Die Fed ist nicht ungeduldig

Insbesondere nach der Stellungnahme von Notenbankchefin Janet Yellen bei der Vorlage des geldpolitischen Berichts vor dem Kongress Ende Februar  ist die Modifikation der „forward guidance“ nicht überraschend. Mit der Streichung des Hinweises, dass die Notenbank hinsichtlich der Normalisierung des Leitzinsniveaus geduldig sein kann, verschafft sich die Fed mehr Flexibilität. Die geldpolitischen Entscheidungen sind damit vollends datenabhängig. Da eine Leitzinserhöhung im April explizit als unwahrscheinlich bezeichnet wird,  besteht grundsätzlich die Möglichkeit, beim übernächsten Zinsentscheid im Juni die Leitzinswende zu vollziehen.

Yellen betonte in ihren Ausführungen auf der Pressekonferenz allerdings , dass die Streichung des Verweises „geduldig“ nicht zwangsläufig eine Leitzinsanhebung zu diesem Zeitpunkt bedeutet.
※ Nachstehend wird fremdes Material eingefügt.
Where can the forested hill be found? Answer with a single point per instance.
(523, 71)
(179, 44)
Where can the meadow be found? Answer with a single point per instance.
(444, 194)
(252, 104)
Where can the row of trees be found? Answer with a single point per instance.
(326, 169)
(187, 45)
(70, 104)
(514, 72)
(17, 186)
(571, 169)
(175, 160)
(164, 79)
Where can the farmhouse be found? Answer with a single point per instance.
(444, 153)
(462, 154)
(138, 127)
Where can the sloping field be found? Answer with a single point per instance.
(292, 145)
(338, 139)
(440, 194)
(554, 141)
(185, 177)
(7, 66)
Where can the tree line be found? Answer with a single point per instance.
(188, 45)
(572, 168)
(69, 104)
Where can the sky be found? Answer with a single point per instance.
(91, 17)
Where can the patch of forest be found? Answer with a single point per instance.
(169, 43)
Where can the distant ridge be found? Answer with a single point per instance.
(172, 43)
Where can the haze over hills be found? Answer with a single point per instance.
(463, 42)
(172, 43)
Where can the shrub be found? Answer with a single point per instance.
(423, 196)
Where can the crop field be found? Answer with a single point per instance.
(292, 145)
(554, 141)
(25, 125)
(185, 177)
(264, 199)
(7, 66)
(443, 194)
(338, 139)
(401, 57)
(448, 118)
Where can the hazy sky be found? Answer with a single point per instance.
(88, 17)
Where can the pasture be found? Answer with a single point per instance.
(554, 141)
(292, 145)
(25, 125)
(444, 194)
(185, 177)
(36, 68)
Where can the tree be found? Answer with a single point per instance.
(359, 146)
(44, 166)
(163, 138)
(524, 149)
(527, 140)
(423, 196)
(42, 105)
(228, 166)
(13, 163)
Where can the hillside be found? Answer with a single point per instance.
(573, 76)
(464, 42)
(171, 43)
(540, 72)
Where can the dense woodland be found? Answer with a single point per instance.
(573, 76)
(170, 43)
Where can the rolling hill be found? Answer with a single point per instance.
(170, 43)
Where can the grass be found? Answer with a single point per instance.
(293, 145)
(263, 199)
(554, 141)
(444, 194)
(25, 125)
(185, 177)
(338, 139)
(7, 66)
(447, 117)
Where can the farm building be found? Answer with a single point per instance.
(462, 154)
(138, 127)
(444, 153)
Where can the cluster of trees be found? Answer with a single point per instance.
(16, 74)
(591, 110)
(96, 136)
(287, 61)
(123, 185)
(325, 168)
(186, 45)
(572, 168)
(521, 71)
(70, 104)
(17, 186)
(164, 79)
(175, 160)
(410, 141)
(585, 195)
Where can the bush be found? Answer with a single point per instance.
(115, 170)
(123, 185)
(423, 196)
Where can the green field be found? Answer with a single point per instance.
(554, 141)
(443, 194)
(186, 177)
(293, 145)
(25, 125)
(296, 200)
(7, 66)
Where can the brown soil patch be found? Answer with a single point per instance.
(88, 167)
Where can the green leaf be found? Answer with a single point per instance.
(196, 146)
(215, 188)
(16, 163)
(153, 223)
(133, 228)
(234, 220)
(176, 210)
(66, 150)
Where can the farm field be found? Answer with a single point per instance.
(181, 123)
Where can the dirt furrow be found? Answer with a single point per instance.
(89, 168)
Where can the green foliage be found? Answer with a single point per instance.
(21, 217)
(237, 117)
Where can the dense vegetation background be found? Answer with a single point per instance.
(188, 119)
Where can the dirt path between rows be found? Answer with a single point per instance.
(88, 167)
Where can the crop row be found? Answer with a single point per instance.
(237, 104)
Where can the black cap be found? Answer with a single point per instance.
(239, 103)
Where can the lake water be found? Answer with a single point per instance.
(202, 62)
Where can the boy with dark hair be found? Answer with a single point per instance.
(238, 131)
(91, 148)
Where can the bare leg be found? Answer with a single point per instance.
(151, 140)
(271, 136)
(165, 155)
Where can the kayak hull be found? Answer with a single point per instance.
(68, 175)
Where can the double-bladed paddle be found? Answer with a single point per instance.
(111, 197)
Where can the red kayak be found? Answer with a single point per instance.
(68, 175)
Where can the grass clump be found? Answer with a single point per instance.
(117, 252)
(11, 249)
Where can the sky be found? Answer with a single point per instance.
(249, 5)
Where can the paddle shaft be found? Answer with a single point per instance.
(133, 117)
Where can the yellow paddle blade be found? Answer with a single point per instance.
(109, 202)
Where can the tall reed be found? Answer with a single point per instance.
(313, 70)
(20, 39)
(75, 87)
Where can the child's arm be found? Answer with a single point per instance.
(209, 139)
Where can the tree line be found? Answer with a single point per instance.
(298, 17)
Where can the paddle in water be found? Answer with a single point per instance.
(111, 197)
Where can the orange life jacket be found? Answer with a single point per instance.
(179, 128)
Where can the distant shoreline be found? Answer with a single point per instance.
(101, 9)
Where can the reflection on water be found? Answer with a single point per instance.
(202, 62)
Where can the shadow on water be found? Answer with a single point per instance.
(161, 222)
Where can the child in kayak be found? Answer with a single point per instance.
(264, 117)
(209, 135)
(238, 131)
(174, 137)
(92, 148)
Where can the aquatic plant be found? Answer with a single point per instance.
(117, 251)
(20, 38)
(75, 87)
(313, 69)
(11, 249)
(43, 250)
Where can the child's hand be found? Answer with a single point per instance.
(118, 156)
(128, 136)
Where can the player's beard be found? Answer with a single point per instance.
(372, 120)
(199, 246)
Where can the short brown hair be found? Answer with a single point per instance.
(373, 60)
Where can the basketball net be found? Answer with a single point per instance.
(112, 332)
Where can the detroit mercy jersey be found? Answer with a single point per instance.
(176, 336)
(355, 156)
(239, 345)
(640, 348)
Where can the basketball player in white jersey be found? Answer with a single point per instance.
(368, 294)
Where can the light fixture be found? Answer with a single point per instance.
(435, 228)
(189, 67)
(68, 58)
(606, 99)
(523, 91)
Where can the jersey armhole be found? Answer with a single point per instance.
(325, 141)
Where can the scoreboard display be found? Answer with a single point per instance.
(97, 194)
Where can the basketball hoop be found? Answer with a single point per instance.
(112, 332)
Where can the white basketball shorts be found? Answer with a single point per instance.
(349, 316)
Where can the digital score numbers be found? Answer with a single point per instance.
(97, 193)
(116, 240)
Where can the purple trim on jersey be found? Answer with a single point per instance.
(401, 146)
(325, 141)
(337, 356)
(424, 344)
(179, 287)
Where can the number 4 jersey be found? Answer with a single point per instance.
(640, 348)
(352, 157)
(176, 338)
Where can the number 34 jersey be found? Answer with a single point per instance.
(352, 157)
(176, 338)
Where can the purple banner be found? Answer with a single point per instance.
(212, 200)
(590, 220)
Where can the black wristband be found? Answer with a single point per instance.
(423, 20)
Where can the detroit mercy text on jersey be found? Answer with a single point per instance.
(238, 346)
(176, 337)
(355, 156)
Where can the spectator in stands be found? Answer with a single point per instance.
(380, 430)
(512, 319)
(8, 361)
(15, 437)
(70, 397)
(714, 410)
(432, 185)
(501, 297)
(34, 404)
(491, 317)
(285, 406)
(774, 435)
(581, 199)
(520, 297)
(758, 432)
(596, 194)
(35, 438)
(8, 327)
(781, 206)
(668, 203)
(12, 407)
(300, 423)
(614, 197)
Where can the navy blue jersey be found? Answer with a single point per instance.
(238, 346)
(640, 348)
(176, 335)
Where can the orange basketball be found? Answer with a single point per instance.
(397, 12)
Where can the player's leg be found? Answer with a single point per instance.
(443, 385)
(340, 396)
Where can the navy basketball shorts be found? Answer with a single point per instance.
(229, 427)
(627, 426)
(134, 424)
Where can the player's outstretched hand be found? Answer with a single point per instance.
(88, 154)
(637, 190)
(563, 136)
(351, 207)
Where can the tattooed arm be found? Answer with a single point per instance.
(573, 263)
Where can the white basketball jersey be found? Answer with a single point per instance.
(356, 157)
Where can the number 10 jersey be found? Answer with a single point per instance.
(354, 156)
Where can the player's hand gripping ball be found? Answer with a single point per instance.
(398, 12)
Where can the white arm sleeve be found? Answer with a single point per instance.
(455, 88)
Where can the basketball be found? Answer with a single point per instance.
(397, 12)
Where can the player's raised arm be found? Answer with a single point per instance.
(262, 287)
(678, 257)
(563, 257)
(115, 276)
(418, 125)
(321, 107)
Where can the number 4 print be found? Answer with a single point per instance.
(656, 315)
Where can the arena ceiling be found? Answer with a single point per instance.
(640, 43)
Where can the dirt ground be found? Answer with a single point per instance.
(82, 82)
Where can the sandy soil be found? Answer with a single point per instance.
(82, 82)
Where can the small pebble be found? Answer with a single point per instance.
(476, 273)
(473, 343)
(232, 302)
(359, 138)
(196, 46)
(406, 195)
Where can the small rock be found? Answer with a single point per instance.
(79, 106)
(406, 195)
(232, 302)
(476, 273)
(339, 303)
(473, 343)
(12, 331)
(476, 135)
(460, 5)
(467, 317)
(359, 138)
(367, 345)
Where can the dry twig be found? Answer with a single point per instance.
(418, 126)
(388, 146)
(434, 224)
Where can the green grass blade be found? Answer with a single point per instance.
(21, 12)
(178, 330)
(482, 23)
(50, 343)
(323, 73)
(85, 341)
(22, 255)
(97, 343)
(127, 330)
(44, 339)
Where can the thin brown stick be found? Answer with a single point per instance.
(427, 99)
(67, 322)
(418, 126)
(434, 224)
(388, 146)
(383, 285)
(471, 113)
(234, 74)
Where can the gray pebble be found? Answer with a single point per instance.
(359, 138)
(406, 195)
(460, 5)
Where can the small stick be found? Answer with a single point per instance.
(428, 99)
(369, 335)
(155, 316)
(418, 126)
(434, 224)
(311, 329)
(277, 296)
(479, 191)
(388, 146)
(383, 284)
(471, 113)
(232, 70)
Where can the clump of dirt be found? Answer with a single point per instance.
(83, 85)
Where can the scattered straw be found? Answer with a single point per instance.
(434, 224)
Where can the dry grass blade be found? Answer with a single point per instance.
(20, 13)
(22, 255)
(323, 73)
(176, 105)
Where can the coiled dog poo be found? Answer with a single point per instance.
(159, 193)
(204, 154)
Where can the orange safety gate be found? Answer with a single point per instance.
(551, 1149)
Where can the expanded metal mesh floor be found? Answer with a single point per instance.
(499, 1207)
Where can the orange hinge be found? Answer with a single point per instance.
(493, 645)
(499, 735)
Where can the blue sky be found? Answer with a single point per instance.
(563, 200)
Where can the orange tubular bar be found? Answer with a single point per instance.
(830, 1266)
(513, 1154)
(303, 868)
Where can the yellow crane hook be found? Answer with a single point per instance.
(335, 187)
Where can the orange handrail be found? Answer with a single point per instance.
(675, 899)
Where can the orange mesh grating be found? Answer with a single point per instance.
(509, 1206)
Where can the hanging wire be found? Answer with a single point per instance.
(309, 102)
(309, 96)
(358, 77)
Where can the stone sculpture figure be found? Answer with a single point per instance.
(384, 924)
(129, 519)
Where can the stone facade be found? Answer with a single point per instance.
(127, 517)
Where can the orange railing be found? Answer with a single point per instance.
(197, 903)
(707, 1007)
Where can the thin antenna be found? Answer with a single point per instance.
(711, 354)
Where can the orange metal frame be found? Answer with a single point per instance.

Die „forward guidance“ enthält nunmehr den Hinweis, dass eine Leitzinsanhebung bei weiterer Verbesserung der Arbeitsmarktlage angemessen ist, wenn der Offenmarktausschuss ausreichend Vertrauen hat, dass die Inflation sich auf mittlere Sicht wieder nach oben auf den Zielwert von 2% zubewegt.

Auf eine abwartende Haltung deuten in diesem Zusammenhang die aktualisierten gesamtwirtschaftlichen Projektionen hin. So signalisiert  die Fed mit den abwärts revidierten Inflationsprognosen, dass sich die Rückkehr auf den Zielwert  wahrscheinlich langsamer vollzieht als bisher erwartet. Dabei reflektiert die Absenkung der Projektion für die Kerninflationsrate im Jahresverlauf  2015 um 0,3 Prozentpunkte auf 1,35%  nicht zuletzt den dämpfenden Effekt wechselkursbedingt niedrigerer Importpreise.

Die niedrigere Inflationsprognose wiegt offenbar schwerer als der tendenziell günstigere Ausblick für die Arbeitslosenquote, zumal die Fed ihre Schätzung für die normale Arbeitslosenquote ebenfalls abgesenkt hat. Denn vor diesem Hintergrund haben die Teilnehmer an der Sitzung des Offenmarktausschusses ihre Projektionen für den Leitzins zum Ende der Jahre 2015 bis 2017 spürbar abgesenkt. Gemessen am Median-Wert liegt der Zinspfad um mindestens 50 Basispunkte niedriger als bei der letztmaligen Projektion im Dezember. Für Ende 2015 implizieren die Angaben einen Zielbereich für die federal funds rate von 0,5%-0,75%. Vor diesem Hintergrund gehen wir weiterhin davon aus, dass die Fed erst in der zweiten Jahreshälfte, vermutlich im September, eine erste Leitzinserhöhung vornehmen wird.